I've cast Eagleclaw Boots approximatley 40 times, and I have used Climbing once (and I recall one other time that in retrospect I should have used Climbing but forgot it was a trait on Eagleclaw Boots). Also, I have never once cast an Ape while using Animal Kinship, and even if there were a Level 1 monkey with the Ape subtype, I still would still be highly unlikely that I'd use the Climbing trait, even if I had other reasons to cast a cheap monkey while I had Animal Kinship(s) in play.

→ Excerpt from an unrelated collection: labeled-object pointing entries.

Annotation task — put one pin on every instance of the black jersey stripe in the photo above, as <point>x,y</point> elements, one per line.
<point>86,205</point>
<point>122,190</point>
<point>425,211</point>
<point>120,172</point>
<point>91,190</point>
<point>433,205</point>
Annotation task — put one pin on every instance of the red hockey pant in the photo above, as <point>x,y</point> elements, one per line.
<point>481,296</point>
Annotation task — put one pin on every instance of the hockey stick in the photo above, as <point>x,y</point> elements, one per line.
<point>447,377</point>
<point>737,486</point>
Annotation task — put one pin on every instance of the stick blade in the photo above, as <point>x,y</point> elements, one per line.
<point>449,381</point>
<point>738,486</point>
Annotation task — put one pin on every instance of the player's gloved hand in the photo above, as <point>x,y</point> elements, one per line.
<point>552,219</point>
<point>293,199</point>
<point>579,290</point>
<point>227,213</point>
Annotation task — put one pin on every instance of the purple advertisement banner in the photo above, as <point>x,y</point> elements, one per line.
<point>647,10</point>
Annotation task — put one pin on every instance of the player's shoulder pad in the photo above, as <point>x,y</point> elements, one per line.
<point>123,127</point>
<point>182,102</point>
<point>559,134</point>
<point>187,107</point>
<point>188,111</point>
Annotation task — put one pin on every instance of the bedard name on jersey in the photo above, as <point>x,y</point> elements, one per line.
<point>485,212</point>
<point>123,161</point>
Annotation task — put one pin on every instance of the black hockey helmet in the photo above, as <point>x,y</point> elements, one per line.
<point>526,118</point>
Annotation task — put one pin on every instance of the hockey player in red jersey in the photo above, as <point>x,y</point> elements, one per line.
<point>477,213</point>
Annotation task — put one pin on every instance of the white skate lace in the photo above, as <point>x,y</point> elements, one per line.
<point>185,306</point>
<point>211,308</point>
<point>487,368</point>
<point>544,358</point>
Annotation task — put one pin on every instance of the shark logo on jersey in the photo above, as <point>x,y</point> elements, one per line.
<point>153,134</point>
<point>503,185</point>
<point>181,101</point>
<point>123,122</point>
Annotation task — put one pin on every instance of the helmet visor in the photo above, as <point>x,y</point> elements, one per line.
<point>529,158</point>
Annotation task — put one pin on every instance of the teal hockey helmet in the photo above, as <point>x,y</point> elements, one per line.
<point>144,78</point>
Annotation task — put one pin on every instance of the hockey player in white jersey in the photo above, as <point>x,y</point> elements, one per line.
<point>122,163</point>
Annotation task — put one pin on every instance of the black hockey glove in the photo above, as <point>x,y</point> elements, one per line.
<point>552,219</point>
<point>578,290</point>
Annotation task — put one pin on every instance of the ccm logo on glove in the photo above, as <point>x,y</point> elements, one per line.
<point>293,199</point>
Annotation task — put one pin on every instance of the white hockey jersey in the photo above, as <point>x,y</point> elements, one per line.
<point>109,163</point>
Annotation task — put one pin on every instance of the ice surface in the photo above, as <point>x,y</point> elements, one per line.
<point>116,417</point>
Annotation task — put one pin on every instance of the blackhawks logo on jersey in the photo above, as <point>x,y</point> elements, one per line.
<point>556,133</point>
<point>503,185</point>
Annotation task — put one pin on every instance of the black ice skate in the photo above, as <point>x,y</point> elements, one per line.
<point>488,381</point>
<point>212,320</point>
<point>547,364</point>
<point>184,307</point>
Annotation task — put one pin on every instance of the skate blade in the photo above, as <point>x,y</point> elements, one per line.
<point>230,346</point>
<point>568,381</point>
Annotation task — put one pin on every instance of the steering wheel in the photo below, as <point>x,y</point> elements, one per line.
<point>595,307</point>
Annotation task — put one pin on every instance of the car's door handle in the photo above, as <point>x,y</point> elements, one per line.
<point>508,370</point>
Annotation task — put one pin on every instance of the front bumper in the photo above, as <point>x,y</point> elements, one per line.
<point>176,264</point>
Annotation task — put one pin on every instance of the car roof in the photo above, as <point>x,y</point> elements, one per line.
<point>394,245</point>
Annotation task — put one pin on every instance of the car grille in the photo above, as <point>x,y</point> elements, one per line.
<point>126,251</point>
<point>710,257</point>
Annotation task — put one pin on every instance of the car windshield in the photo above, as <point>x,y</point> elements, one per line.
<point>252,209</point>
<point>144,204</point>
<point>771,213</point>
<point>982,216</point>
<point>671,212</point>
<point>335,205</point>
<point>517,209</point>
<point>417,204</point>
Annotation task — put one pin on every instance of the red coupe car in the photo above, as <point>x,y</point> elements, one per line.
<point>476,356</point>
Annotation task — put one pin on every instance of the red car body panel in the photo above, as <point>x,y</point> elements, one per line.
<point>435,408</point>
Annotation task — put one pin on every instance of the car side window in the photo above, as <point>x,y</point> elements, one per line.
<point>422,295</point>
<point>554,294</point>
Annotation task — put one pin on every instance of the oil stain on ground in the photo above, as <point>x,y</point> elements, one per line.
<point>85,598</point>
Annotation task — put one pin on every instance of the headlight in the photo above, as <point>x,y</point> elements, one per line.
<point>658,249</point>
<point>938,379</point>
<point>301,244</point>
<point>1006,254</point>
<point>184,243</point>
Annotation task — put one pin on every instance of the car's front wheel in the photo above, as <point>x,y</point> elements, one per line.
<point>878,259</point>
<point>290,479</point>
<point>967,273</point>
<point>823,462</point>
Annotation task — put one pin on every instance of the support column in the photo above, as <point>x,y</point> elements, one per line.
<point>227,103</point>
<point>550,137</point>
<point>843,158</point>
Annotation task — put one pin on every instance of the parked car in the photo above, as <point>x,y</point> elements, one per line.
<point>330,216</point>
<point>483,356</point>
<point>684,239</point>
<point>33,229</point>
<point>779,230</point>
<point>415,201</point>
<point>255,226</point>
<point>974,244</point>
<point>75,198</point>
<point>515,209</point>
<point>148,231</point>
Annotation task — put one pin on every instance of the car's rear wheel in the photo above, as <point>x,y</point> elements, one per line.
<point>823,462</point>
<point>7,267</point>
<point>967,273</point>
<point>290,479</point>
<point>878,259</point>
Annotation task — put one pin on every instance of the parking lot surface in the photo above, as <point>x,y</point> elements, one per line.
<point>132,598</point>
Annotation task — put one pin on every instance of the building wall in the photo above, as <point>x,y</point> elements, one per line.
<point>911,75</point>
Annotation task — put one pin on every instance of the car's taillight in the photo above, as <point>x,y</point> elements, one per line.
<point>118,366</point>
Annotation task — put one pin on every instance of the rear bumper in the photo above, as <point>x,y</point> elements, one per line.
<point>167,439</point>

tl/dr: Climbing sucks. Making Climbing slightly better (e.g. so that maybe you consider it 5 times in 100 matches instead of considering it once or twice before opting not to at all) is unlikely to break Eagleclaw Boots. Climbing, as it stands, is a missed opportunity.
Regarding the thematic considerations, um, this is a game about magic. Presumably the Climbing trait isn't suggesting that you need this special trait to scale a 2 m fence - surely non-magical creatures, including any moderately healthy mage, should be capable of that - but rather allows you to magically ascend and descend over a wall with relatively little effort (although at present it's as hard as casting a Full action spell, even when you have this magical trait).

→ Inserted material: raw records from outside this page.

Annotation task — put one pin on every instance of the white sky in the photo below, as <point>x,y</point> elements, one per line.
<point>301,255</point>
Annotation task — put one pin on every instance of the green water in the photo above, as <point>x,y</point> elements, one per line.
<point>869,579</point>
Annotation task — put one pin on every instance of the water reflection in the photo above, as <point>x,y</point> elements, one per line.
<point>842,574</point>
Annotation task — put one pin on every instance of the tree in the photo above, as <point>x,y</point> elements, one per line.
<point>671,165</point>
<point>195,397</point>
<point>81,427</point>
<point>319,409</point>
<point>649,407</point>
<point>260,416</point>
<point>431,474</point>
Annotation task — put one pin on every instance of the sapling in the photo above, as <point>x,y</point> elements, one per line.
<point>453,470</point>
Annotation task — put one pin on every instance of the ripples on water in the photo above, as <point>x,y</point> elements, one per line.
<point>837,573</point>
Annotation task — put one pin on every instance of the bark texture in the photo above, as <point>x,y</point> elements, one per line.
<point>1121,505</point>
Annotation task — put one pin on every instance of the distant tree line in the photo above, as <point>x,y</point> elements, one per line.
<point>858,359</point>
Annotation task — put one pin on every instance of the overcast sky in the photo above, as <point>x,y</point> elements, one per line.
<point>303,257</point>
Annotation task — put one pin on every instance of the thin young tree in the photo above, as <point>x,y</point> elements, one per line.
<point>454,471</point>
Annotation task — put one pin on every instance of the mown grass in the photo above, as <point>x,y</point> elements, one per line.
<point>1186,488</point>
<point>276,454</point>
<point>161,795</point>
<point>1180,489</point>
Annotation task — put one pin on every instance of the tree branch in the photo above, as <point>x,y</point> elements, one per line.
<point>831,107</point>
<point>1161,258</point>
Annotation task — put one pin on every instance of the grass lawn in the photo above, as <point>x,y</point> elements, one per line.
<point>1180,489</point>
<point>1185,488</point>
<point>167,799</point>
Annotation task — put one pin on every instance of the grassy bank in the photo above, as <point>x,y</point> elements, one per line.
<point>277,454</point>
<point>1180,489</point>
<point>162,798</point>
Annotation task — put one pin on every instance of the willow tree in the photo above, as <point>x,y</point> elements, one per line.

I could imagine either keeping the trait more-or-less as-is (e.g. takes a Full action) but allowing it to skip the Passage Attacks step, or still triggering Passage Attacks but having it be a quick action where the wall merely Hinders rather than taking a Full action (which is like making you lose Fast and gain Slow)... or both. Maybe you roll a d12 and on 7+ you skip the Passage Attack, or something like that. (e.g. "Don't slip!")
But standard policy seems to be that, unless something is proven to be far too strong (e.g. Battle Fury, Temple of Light, Hand of Bim-Shalla, Wizard, Wizard's Tower) or doesn't work as intended (e.g. Goblin Builder, Gate to Hell, Malacoda, Garrison Post, etc), it doesn't get errata'd.